TB patient-activists describe such limited access as a “human rights violation”. Take for example Nandita Venkateshan, 28, who was diagnosed with abdominal TB when she was 17 and when newer therapies were not available to her. Standard treatment damaged her hearing. “I am deaf. I did not have access to these medicines and my life crumbled to pieces. People don’t know that TB treatment is as toxic as cancer treatment. How is it morally or economically justifiable to deny care to patients? We don’t refuse or ration treatment to cancer patients even though there isn’t a perfect cure. HIV treatment was experimental when patients started getting it because of the gravity of the epidemic,” says Ms. Venkateshan, who now campaigns for access to drugs.
Indian TB patients plan to submit a petition to Prime Minister Narendra Modi during a week-long ‘End TB Summit’ that begins in New Delhi on Monday. Mr. Modi will be delivering the keynote address at the convention, which aims to galvanise global action to eliminate TB.
Bedaquiline is the first new anti-TB drug to be approved by the U.S. Food and Drug Administration in 20 years (Rifampicin was approved in 1974). It is also the first to be introduced specifically for the treatment of drug-resistant TB.
While the drugs have proved their efficacy on smaller cohorts, they are yet to pass large-scale safety and efficacy tests, or phase III of clinical trials, which are necessary for India’s drug regulator approval. Between 70% and 90% of drugs that enter this stage successfully complete phase III. Going by the evidence from cohorts of patients currently on bedaquiline and delamanid, these two drugs are vastly better than standard treatment options.
Case for wider use
A study published in TheLancet Infectious Diseases last month found that 74% of the cohort ‘converted to negative’ within six months, meaning they were successfully treated which led to the researchers advocating a scale-up of both medicines. “Because of theoretical safety concerns, patients have been unable to access the two drugs in combination,” it notes.
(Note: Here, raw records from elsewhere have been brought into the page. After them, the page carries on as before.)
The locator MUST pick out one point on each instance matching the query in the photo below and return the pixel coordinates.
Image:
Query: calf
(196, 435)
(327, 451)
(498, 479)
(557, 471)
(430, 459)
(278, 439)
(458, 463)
The study by humanitarian aid agency Médecins Sans Frontières (MSF) concludes that access to bedaquiline and delamanid in combination should be expanded for people with few treatment options while awaiting the results of formal clinical trials.
This opinion is also backed by independent medical experts. Dr. Jennifer J. Furin, Lecturer, Harvard Medical School, says: “Less than 10% of India’s TB patients, who qualify for these drugs are on them. Contrast this with Swaziland, where 90% of patients who needed new drugs received them. Rather than offer them the best possible therapy, TB patients in India are offered old drugs which have terrible side-effects. The newer agents are being ‘protected’ in case other people need them in the future. The older regimen has a 50% success rate and side-effects include permanent hearing loss in a significant proportion of patients (more than 25% in some settings).”
Meanwhile, as the airborne disease fells populations, the TB community has come together to make sure that the deaths of a million people do not remain a statistic. “It is a human rights violation to use just enough TB patients as laboratory rats while withholding treatment from the rest of the patients who either die or go deaf,” says Ms. Venkateshan.